Gab es Strafen in eurer Kindheit?

    • (1) 30.04.18 - 21:07

      Hallo ihr Lieben,

      ich hoffe, ich trete niemandem auf den Schlips. Heute bin ich ein wenig nachdenklich.
      Wurdet ihr in eurer Kindheit bestraft?
      In meiner Familie war es normal, körperliche "Züchtigung" als Mittel einzusetzen. Dies wurde bei den kleinsten Kleinigkeiten eingesetzt und war normal. Also keine Ausrutscher.
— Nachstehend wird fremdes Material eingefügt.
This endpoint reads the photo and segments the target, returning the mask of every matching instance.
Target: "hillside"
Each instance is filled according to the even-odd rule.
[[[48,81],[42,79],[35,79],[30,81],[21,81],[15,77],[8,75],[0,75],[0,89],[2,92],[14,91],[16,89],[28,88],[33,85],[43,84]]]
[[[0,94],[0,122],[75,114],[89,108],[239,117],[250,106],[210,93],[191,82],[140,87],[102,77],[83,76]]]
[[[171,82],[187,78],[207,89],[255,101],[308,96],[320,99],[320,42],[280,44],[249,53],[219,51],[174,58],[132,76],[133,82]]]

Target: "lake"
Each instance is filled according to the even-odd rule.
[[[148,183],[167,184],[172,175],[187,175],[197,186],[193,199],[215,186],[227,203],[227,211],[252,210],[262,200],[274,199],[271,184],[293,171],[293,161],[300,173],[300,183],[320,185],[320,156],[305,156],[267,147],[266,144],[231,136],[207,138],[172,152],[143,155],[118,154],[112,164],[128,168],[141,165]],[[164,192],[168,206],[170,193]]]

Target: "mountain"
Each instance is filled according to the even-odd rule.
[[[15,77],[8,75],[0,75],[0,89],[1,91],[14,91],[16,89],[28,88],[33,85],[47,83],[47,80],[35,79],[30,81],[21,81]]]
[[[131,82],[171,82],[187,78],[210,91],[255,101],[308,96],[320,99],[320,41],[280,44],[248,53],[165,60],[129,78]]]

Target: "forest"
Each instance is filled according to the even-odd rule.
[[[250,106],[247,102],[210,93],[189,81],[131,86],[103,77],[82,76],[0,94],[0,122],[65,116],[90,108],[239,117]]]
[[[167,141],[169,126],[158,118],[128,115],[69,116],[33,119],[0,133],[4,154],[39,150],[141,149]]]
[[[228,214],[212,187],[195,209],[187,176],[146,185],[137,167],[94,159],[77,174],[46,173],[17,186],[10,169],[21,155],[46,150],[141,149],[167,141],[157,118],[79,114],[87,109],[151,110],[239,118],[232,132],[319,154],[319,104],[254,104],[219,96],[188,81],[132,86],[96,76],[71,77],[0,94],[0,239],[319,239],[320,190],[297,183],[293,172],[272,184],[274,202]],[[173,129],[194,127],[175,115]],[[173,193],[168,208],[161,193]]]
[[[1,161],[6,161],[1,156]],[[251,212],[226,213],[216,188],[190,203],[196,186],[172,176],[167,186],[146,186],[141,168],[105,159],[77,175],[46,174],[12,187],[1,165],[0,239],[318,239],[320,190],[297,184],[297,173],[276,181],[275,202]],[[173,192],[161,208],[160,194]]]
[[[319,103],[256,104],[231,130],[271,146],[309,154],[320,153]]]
Ich bekam erst mal eine von meiner Mutter auf den A****, auch gerne mit Hose runter, übers Knie und mehrmaliges draufhauen und nach Feierabend meines Vaters gab es nochmal eine von ihm.
      Ich frage mich immer, war das bei anderen auch so? Oder bei den meisten?
      Ich habe das Gefühl, dass ich daran zu knabbern habe, weil es für mich sehr demütigend war. Es gab dazu auch natürlich noch emotionale Sachen. "Ich hol den Kochlöffel, Du kannst nicht mein Kind sein usw."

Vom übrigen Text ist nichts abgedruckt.